Lyn Yates has backgrounds in history, sociology and philosophy, including a PhD on Curriculum Theory and ‘non-sexist education’. She has worked extensively on issues related to education policy and practice, curriculum inquiry, research methodology in education, gender, class and identity. Her work has included qualitative and longitudinal empirical studies in schooling and higher education as well as many essays and conceptual contributions to the field. She is particularly interested in formal education systems and practices (ie schooling and higher education) as fields of both possibility and inequality. Her past publications include The Education of Girls (ACER 1993); Reconstructing the Lifelong Learner (with Mark Tennant et al, Routledge 2003); What does good education research look like? (Open University Press 2004); Making Modern Lives (with Julie McLeod, Suny Press 2006); Curriculum in Today’s World (with Madeleine Grumet, Routledge 2011); Australia’s Curriculum Dilemmas (MUP, 2011); Knowledge at the Crossroads? (with Peter Woelert, Vic Millar and Kate O’Connor, Springer 2017).

Research projects

Lyn is currently in the final stages of an ARC project entitled Investigating Literary Knowledge in the Making of English Teachers with Larissa McLean Davies, Brenton Doeke, Philip Mead, Wayne Sawyer. The book from this project, with Routledge, will be published in 2022. The project continues Lyn’s work on different forms of knowledge in education and builds on her previous project on history and physics and the current over-regulation and narrowing of education in both schools and universities.

Professor Fazal Rizvi

Professor Fazal Rizvi


 frizvi@unimelb.edu.au

Professor of Global Studies in Education

While Fazal’s disciplinary background in Philosophy, much of his research has been focused on issues of identity and culture in transnational contexts, globalization and education policy, international education, global mobility of faculty and students, and higher education policy and Australia-Asia relations. His book, Globalizing Education Policy (Routledge 2010) is used widely in courses around the world. He is currently contracted for a sequel to this book, with the title, Re-imagining Globalization and Education (Routeldge 2021).

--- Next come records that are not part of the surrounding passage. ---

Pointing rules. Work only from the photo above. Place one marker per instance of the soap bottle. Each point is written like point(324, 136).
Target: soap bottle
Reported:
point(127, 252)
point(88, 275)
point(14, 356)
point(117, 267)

A collection of his essays is published in: Encountering Education in the Global: Selected Writings of Fazal Rizvi (Routledge 2014). His most recent books include a co-authored volume, Class Choreographies: Elite Schools and Globalization (Palgrave 2017) and a co-edited volume, Transnational Perspectives on Democracy, Citizenship, Human Rights and Peace Education (Bloomsbury 2019).

Research projects

Over the years he has worked on more than 20 funded projects from a wide variety of sources, including the Australian Research Council (ARC), the US Department of Education and UNESCO. Between 2011 and 2016, he was one of the chief investigators of a large ARC funded project on globalization and elite schools, which led to the production of numerous academic papers and books.

Fazal has conducted research on higher education reforms in India, Australia, South Africa and the United States, focusing in particular on their internationalization strategies and programs. He has published extensively on international schools and issues of student mobility and transnational research collaborations. He is currently reviewing educational innovations at the Royal Academy of Bhutan, and is in the process of developing a new project on the implications of recent geopolitical shifts on the experiences of international students.